To bridge the gap with resorts in The Bahamas’ southern neighbour, he disclosed that Grand Isle has embarked on a unit improvement initiative to overhaul design, furniture and furnishings for all villas “by the end of 2023” given that it has been 15 years since the property was constructed.

Dining and restaurant options are also being upgraded, with 23 degrees North set to become a “grill house” and open imminently following its COVID-enforced closure. A full opening will be held in mid-December, and its return will “boost staffing levels by 10-15 persons, so we will be approaching 100 staff members not too long before we go into the winter season”.

Mr Spychalla said an Ambridge Hospitality affiliate had been hired to “establish the DNA” for that restaurant and its Palapa pool-side eatery, while another consultant had been engaged to train restaurant staff.

Describing Grand Isle as Exuma’s second largest employer behind Sandals Emerald Bay, he added that it had made it policy never to be in arrears with suppliers. “We pay our vendors every Friday. We do not owe money to anybody in The Bahamas,” Mr Spychalla added, although he hinted this was not the case after the resort went into COVID “survival mode”.

“It took a year to dig out of a very serious hole,” he revealed. “We’re being laser-focused on where we have to go, having dug ourselves out of a hole. We’ve positioned ourselves to move forward.”

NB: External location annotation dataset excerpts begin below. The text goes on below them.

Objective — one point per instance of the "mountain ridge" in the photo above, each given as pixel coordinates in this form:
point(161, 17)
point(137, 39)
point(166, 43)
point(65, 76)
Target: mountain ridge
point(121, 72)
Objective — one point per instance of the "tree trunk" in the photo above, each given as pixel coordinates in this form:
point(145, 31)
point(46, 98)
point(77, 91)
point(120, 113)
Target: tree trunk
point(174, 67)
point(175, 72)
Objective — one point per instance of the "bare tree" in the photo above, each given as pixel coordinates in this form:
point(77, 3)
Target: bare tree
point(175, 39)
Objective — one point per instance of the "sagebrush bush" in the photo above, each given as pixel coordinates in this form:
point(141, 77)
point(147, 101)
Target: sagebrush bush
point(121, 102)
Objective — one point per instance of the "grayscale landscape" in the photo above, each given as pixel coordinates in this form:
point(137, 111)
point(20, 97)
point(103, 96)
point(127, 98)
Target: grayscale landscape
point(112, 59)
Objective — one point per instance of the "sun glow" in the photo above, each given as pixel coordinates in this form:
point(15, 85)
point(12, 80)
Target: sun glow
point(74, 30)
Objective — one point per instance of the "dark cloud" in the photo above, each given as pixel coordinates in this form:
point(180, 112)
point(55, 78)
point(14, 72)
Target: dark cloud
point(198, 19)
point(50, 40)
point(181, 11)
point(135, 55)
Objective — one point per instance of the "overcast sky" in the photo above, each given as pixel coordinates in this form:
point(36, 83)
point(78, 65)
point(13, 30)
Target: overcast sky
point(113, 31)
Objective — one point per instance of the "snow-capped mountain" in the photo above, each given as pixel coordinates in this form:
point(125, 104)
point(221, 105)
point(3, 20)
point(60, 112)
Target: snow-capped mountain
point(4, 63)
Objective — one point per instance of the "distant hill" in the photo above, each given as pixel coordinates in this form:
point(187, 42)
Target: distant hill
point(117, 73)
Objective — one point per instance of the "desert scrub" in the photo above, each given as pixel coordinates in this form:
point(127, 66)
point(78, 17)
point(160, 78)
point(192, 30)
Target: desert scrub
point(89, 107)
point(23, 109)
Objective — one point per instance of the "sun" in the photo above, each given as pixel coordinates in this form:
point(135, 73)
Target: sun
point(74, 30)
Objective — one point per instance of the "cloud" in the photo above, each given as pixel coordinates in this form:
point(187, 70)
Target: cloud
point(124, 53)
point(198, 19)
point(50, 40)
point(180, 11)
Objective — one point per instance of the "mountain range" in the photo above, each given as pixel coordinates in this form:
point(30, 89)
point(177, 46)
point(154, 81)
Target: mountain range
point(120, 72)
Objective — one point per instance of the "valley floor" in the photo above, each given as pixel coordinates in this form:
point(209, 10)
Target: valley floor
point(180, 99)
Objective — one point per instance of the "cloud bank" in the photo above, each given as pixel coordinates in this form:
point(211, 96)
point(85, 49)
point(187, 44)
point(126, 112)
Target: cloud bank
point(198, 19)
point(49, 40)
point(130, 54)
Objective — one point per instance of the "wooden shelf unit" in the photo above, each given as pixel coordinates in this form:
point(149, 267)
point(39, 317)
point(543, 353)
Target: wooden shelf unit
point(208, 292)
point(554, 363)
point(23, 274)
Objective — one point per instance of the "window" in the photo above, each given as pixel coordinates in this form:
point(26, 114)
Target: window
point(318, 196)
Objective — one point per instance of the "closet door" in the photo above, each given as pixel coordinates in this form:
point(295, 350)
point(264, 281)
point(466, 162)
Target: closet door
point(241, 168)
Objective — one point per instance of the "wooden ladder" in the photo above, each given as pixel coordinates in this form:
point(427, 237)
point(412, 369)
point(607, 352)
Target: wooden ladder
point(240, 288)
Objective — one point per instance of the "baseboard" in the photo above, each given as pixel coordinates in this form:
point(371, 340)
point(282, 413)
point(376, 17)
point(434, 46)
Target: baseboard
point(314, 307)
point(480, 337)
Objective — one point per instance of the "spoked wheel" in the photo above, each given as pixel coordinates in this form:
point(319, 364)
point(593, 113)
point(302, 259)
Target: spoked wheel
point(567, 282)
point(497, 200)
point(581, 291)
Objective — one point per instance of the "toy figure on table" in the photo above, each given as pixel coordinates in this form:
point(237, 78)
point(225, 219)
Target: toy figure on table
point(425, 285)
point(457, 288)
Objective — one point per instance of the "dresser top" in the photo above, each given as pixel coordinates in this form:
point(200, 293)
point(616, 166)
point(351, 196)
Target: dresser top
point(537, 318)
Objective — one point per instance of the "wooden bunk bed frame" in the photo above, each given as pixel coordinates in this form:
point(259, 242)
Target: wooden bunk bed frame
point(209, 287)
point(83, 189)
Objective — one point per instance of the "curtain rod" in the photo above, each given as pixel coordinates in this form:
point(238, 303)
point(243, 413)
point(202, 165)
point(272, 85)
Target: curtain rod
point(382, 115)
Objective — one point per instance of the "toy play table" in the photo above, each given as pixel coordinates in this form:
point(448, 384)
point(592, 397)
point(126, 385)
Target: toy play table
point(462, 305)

With Grand Isle’s unit owners allowed to be in residence for up to three months, or one-quarter of the year, Mr Spychalla explained that occupancies will never rise above 75 percent, hence the focus on ADR rates. “ADR is what it’s all about. The only way to put revenue to the bottom line is to grow ADR.”

Describing the COVID-19 pandemic as “scary”, but Grand Isle had managed to get through it, he added that the resort had provided space for Access Medical to conduct virus testing on its staff, departing guests and Exumians. Mr Spychalla said Access was offering 24-hour results turnaround at prices 34-40 percent below rivals, having agreed to offer PCR tests for $98.

That could drop as low as $85 if an agreement can be reached with Air Canada.